Although it is not possible to give a universal prescription for preventing stress at work, it is possible to offer guidelines on the process of stress prevention in organizations. In all situations, the process for stress prevention programs involves three distinct steps: problem identification, intervention, and evaluation.
Step 1: Identify the Problem
Information should be obtained about employee perceptions of their job conditions and perceived levels of stress, health, and satisfaction. Group discussions among managers, labor representatives, and employees can provide rich sources of information. Such discussions may be all that is needed to track down and remedy stress problems in a small company. In a larger organization, such discussions can be used to help design formal surveys for gathering input about stressful job conditions from large numbers of employees.
- Hold group discussions with employees.
- Design an employee survey.
- Measure employee perceptions of job conditions, stress, health, and satisfaction.
- Collect objective data.
- Analyze data to identify problem locations and stressful job conditions.
Step 2: Design and Implement Interventions
Once the sources of stress at work have been identified and the scope of the problem is understood, the stage is set for design and implementation of an intervention strategy.
Certain problems, such as a hostile work environment, may be pervasive in the organization and require company-wide interventions. Other problems such as excessive workload may exist only in some departments and thus require more narrow solutions such as redesign of the way a job is performed.
Still other problems may be specific to certain employees and resistant to any kind of organizational change, calling
instead for stress management or employee assistance interventions.

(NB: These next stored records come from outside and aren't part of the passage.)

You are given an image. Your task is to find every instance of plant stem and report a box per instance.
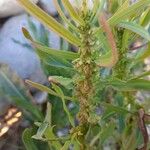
[74,12,99,150]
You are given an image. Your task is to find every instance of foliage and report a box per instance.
[18,0,150,150]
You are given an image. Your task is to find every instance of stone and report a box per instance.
[0,0,38,18]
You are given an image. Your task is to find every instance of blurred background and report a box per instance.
[0,0,150,150]
[0,0,61,150]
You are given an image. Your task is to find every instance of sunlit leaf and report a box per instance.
[18,0,80,46]
[0,65,43,120]
[62,0,84,25]
[26,80,74,100]
[53,84,75,127]
[118,21,150,41]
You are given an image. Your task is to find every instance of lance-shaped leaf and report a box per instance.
[32,42,79,61]
[0,65,43,120]
[140,8,150,26]
[135,43,150,61]
[53,0,78,31]
[108,0,150,26]
[106,79,150,91]
[62,0,84,25]
[96,0,150,34]
[22,27,78,77]
[18,0,81,46]
[48,76,73,89]
[118,21,150,41]
[96,15,118,67]
[22,129,38,150]
[52,84,75,127]
[26,80,74,101]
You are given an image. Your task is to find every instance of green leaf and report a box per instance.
[22,129,38,150]
[96,0,150,34]
[53,84,75,127]
[60,141,71,150]
[62,0,84,25]
[49,76,73,89]
[26,80,74,100]
[140,8,150,26]
[100,123,116,144]
[90,123,116,147]
[108,79,150,91]
[0,65,43,121]
[32,122,49,140]
[44,102,52,126]
[118,21,150,41]
[135,43,150,61]
[32,42,79,61]
[100,102,131,114]
[22,28,77,77]
[18,0,81,46]
[130,71,150,80]
[109,0,150,26]
[53,0,78,32]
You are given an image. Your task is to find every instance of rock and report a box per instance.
[0,0,38,18]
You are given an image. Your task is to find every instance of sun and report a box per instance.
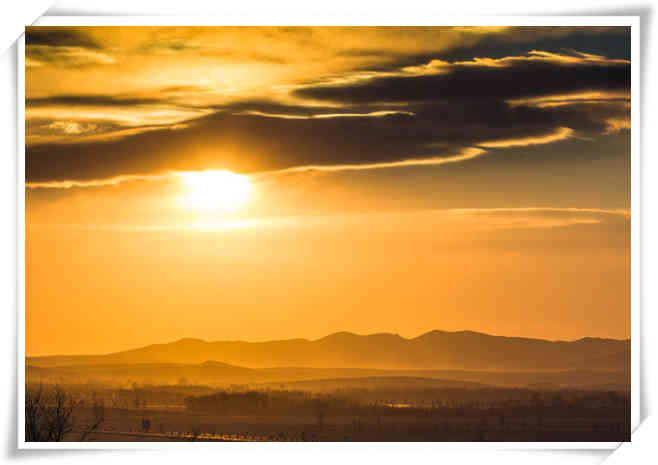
[178,170,253,214]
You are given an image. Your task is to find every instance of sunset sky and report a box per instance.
[26,27,631,356]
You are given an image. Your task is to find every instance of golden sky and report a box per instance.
[26,27,630,355]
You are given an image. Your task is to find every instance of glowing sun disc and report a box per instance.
[178,170,253,213]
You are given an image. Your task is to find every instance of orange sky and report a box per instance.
[26,28,630,356]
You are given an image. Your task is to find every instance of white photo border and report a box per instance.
[17,15,641,451]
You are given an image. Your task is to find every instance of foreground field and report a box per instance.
[65,408,630,442]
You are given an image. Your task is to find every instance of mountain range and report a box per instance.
[26,330,630,372]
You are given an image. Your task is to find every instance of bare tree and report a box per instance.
[25,385,74,442]
[78,401,105,442]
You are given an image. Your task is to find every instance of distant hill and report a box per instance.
[26,362,630,391]
[27,331,630,372]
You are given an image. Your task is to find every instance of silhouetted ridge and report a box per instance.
[29,330,630,371]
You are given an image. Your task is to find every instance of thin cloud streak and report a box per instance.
[477,127,574,149]
[254,147,486,177]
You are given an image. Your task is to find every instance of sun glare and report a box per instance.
[178,170,253,214]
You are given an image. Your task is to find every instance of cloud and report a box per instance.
[478,128,573,148]
[447,207,631,230]
[26,28,630,187]
[25,26,101,49]
[25,45,116,67]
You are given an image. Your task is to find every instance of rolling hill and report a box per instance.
[27,331,630,372]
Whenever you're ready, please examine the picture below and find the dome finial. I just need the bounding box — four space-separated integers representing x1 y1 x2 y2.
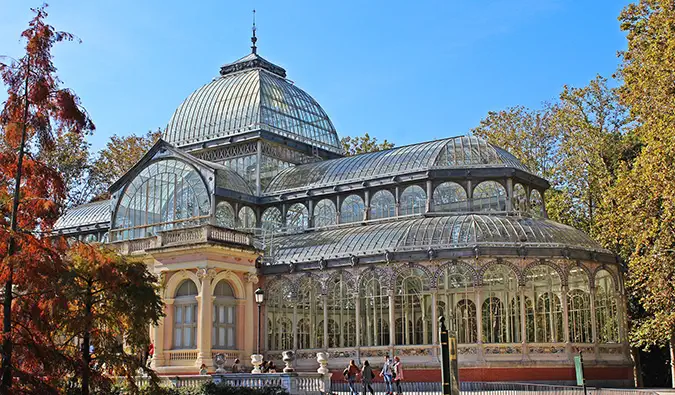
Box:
251 9 258 54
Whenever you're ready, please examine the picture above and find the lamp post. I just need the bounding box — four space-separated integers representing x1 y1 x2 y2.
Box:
255 288 265 355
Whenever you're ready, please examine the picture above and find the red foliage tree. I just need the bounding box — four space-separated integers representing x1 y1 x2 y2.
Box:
0 5 94 394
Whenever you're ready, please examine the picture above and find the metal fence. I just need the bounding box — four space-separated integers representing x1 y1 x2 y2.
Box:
331 380 657 395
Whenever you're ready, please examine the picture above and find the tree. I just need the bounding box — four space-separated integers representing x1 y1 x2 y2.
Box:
340 133 394 156
0 6 94 394
90 129 162 200
60 243 164 395
601 0 675 385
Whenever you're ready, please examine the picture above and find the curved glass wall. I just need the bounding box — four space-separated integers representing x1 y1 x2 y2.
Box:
482 265 521 343
399 185 427 215
238 206 256 230
111 159 210 241
340 195 366 224
370 190 396 219
473 181 506 211
286 203 309 232
432 182 469 212
216 202 237 229
511 184 527 213
314 199 337 228
567 267 593 343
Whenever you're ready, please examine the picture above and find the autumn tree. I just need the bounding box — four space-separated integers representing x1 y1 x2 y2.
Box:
600 0 675 384
0 6 94 394
340 133 394 156
59 243 164 395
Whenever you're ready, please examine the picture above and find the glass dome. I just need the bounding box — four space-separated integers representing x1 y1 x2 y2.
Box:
164 54 343 154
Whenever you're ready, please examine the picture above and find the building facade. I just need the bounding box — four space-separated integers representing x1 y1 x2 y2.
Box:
55 50 632 383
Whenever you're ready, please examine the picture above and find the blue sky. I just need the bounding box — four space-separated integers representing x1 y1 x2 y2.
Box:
0 0 629 153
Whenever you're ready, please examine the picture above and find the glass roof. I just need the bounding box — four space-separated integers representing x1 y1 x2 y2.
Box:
54 200 110 230
265 136 530 194
264 214 605 263
164 54 342 154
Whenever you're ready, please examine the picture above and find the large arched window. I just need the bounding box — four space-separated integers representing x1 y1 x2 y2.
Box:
399 185 427 215
238 206 256 230
482 264 521 343
314 199 337 228
370 190 396 219
296 277 323 349
437 265 478 343
511 184 527 214
525 265 563 343
265 280 293 351
432 182 468 212
359 271 389 346
327 272 356 348
340 195 366 224
595 269 619 343
286 203 309 232
111 159 211 240
173 280 197 349
394 268 431 345
530 189 544 218
260 207 283 233
473 181 506 211
567 267 593 343
211 280 237 350
216 202 236 229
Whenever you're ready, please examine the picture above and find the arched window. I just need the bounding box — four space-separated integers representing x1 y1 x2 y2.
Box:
216 202 236 229
432 182 468 212
394 268 431 345
340 195 366 224
370 190 396 219
399 185 427 215
265 280 293 351
525 265 564 343
296 277 323 349
438 265 478 343
286 203 309 232
260 207 283 233
239 206 256 230
314 199 337 228
173 280 197 349
111 159 211 240
595 269 619 343
473 181 506 211
530 189 544 218
567 267 593 343
211 280 237 350
482 264 521 343
359 272 389 347
511 184 527 213
327 272 356 347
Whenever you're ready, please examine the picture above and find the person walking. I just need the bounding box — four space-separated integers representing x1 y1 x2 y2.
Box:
342 359 359 395
380 355 394 395
361 360 375 395
393 357 403 395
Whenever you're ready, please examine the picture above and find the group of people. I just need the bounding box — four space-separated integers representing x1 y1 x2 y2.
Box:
342 355 403 395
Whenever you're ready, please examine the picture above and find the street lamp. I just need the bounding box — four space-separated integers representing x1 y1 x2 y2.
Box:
255 288 265 355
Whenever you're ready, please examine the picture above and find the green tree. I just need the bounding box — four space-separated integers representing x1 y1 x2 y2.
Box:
600 0 675 383
340 133 394 156
89 129 162 200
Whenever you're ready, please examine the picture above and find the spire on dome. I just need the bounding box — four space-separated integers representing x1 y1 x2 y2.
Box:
251 9 258 54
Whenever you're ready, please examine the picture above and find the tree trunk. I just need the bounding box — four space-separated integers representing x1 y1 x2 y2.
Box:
0 56 30 395
670 333 675 388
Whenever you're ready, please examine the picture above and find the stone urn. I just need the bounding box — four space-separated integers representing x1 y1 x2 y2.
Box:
281 351 295 373
316 352 328 375
213 353 226 374
251 354 262 373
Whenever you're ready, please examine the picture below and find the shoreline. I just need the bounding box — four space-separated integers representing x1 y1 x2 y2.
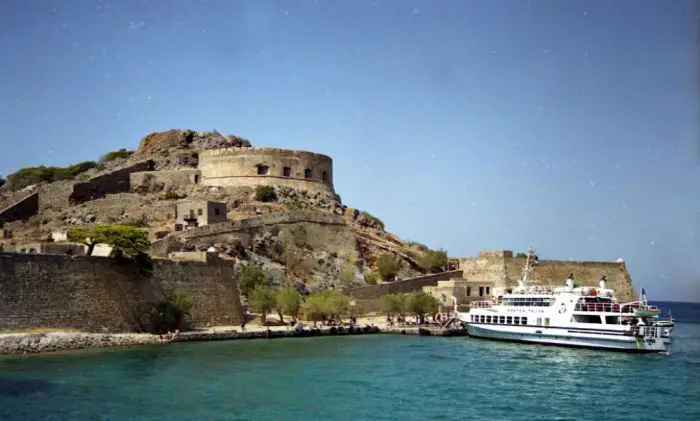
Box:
0 325 465 356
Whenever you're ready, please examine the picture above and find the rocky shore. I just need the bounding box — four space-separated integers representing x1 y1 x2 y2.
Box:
0 332 159 355
0 326 380 355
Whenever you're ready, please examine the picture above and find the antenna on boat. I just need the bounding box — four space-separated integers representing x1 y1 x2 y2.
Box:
520 247 535 287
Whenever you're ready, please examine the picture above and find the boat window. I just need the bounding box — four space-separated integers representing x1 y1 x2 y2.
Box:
574 314 602 324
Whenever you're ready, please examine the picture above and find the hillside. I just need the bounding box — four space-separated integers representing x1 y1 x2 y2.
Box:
0 130 446 289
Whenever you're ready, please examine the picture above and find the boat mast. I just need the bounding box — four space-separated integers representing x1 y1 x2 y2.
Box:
522 247 532 286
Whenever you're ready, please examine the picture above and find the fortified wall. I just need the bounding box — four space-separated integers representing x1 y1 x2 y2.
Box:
199 148 335 195
459 250 636 301
151 210 346 257
0 253 243 332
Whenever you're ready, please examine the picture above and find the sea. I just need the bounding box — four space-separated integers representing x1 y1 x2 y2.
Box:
0 303 700 421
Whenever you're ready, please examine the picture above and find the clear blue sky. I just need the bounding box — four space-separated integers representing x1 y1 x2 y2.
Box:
0 0 700 301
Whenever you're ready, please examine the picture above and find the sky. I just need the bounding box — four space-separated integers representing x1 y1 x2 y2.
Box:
0 0 700 302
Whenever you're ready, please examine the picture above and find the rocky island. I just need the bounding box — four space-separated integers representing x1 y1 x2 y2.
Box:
0 130 634 352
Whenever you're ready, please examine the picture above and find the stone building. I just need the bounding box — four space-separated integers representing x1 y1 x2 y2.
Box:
175 200 226 231
423 278 493 311
199 148 335 195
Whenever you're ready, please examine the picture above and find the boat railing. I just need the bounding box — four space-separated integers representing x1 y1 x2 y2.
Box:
471 301 493 308
574 303 659 314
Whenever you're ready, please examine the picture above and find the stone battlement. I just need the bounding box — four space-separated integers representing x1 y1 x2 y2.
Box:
199 147 335 195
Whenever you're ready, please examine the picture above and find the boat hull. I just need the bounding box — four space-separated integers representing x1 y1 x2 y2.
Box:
467 323 670 353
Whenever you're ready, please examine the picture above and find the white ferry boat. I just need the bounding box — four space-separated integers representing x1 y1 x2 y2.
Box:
458 250 673 352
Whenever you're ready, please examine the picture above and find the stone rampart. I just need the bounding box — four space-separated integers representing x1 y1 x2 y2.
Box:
70 160 155 203
0 253 243 332
347 270 462 300
459 250 635 300
199 148 335 194
129 169 200 191
151 210 346 256
0 192 39 223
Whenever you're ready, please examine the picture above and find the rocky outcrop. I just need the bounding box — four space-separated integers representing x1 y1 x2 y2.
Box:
0 333 159 355
134 129 251 158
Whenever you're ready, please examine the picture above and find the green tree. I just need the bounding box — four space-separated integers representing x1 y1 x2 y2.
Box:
407 291 440 323
418 249 447 273
302 289 350 324
100 148 134 163
68 225 150 257
248 285 276 324
275 286 302 323
150 291 194 333
301 293 326 326
379 294 406 319
238 264 270 297
365 272 379 285
377 253 401 281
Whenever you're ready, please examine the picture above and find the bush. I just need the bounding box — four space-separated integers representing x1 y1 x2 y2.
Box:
248 284 276 324
255 186 277 202
365 272 379 285
379 294 406 317
100 148 134 164
406 291 440 323
7 161 99 190
68 225 150 257
149 291 194 333
418 249 447 272
164 186 186 200
302 289 350 321
238 265 269 297
275 286 302 322
377 253 401 281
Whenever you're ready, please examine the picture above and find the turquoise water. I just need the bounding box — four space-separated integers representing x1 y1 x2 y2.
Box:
0 304 700 421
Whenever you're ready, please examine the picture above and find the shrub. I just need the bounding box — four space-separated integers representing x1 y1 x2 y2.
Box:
275 286 302 322
100 148 134 164
406 291 440 323
149 291 194 333
7 161 99 190
379 294 406 317
365 272 379 285
248 284 276 324
418 249 447 272
238 265 269 297
302 289 350 322
164 186 186 200
122 214 148 228
255 186 277 202
377 253 401 281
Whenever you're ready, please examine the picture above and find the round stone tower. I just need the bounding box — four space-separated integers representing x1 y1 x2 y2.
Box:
199 148 335 195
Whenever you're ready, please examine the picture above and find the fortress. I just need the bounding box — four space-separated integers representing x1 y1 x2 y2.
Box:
199 148 335 194
0 130 635 331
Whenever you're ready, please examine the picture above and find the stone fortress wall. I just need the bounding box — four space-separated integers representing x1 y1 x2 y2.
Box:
459 250 636 301
0 253 243 332
199 148 335 194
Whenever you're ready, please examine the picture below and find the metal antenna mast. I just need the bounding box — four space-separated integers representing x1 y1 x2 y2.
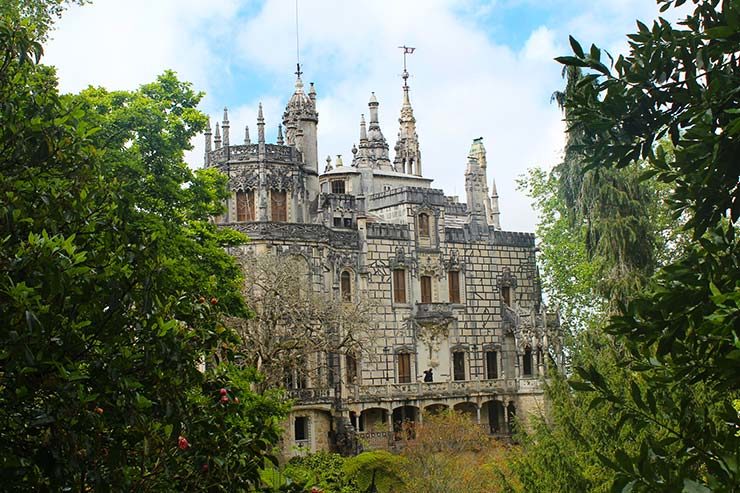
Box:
295 0 303 79
398 45 416 89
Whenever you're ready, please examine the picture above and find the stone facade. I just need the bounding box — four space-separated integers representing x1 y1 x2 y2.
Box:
205 70 562 456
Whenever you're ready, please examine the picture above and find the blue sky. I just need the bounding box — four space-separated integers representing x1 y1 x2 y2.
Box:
45 0 684 231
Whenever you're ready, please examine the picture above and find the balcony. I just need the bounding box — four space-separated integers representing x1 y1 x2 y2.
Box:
287 387 334 406
414 303 455 324
350 378 519 401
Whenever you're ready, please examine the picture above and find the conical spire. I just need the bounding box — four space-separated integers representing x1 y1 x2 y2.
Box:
213 123 221 149
393 66 421 176
490 180 501 229
257 103 265 144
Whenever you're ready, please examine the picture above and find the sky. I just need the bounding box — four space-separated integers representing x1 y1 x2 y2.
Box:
44 0 684 232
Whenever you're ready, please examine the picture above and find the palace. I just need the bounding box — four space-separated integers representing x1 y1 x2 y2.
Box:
205 63 562 456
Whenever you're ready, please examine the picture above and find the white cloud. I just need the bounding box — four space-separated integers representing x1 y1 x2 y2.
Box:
47 0 684 231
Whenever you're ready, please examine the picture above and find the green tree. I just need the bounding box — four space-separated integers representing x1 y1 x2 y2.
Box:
0 13 285 491
558 0 740 491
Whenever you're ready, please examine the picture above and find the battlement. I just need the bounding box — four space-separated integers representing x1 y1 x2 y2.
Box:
368 187 447 210
367 223 409 240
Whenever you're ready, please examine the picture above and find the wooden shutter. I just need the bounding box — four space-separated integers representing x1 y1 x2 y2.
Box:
270 190 288 222
398 353 411 383
421 276 432 303
447 270 460 303
393 269 406 303
486 351 498 380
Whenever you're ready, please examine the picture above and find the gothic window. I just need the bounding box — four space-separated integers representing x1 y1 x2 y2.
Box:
447 270 460 303
397 353 411 383
522 346 532 377
331 180 345 193
419 213 429 238
345 354 357 384
486 351 498 380
452 351 465 380
236 191 254 222
501 286 511 306
393 269 406 303
270 190 288 222
294 416 308 441
420 276 432 303
339 270 352 301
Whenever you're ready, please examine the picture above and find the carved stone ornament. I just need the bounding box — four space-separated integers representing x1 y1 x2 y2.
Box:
388 247 418 277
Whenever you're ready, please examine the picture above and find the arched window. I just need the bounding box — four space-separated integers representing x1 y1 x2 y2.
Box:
339 270 352 301
236 191 254 222
270 190 288 222
393 269 406 303
419 212 429 238
522 346 532 377
447 270 460 303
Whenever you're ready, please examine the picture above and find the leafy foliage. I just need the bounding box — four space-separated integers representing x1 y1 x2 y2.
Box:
0 12 286 491
558 0 740 491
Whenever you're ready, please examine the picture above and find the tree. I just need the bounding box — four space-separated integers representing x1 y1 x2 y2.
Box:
558 0 740 491
230 254 373 387
0 10 286 491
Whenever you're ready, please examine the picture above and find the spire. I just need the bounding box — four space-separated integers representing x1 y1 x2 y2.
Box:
204 118 213 152
257 103 265 144
489 180 501 229
393 46 421 176
360 114 367 142
221 108 229 147
213 123 221 149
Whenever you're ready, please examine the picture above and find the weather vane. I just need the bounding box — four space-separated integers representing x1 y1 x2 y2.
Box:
399 45 416 87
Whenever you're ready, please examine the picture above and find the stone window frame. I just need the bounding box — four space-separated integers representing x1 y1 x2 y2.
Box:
339 267 357 302
393 346 416 383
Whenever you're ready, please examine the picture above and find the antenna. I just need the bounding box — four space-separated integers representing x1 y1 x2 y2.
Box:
295 0 303 79
398 45 416 88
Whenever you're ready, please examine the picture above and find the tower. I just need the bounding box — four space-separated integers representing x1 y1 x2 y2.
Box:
393 46 421 176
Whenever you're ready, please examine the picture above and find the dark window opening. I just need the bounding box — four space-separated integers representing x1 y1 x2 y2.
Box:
501 286 511 306
236 192 254 222
522 346 532 377
452 352 465 380
447 270 460 303
486 351 498 380
398 353 411 383
419 214 429 238
393 269 406 303
294 416 308 440
340 271 352 301
345 354 357 383
270 190 288 222
421 276 432 303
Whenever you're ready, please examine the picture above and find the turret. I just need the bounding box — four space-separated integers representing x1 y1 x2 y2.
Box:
213 123 221 149
393 68 421 176
204 118 213 167
283 72 319 174
221 108 229 147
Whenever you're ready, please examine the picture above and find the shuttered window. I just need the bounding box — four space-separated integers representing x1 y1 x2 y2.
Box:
421 276 432 303
398 353 411 383
236 192 254 222
393 269 406 303
447 270 460 303
270 190 288 222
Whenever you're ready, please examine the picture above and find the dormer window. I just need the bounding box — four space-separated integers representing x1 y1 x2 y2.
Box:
419 213 429 238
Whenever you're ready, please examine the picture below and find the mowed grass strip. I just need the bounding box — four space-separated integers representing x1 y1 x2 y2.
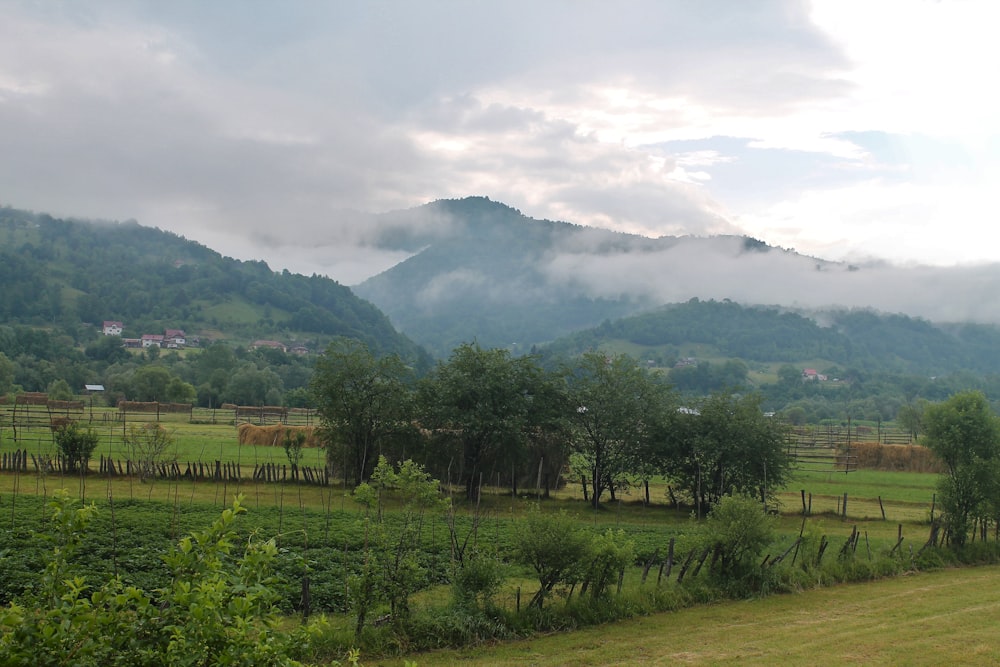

Before any intervention occurs, employees should be informed about actions that will be taken and when they will occur. A kick-off event, such as an all-hands meeting, is often useful for this purpose.
- Target source of stress for change.
- Propose and prioritize intervention strategies.
- Communicate planned interventions to employees.
- Implement interventions
Step 3: Evaluate the Interventions
Evaluation is an essential step in the intervention process. Evaluation is necessary to determine whether the intervention is producing desired effects and whether changes in direction are needed.
Time frames for evaluating interventions should be established. Interventions involving organizational change should receive both short- and long-term scrutiny. Short-term evaluations might be done quarterly to provide an early indication of program effectiveness or possible need for redirection. Many interventions produce initial effects that do not persist. Long-term evaluations are often conducted annually and are necessary to determine whether interventions produce lasting effects.
Evaluations should focus on the same types of information collected during the problem identification phase of the intervention, including information from employees about working conditions, levels of perceived stress, health problems, and satisfaction. Employee perceptions are usually the most sensitive measure of stressful working conditions and often provide the first indication of intervention effectiveness. Adding objective measures such as absenteeism and health care costs may also be useful. However, the effects of job stress interventions on such measures tend to be less clear-cut and can take a long time to appear.
The job stress prevention process does not end with evaluation. Rather, job stress prevention should be seen as a continuous process that uses evaluation data to refine or redirect the intervention strategy.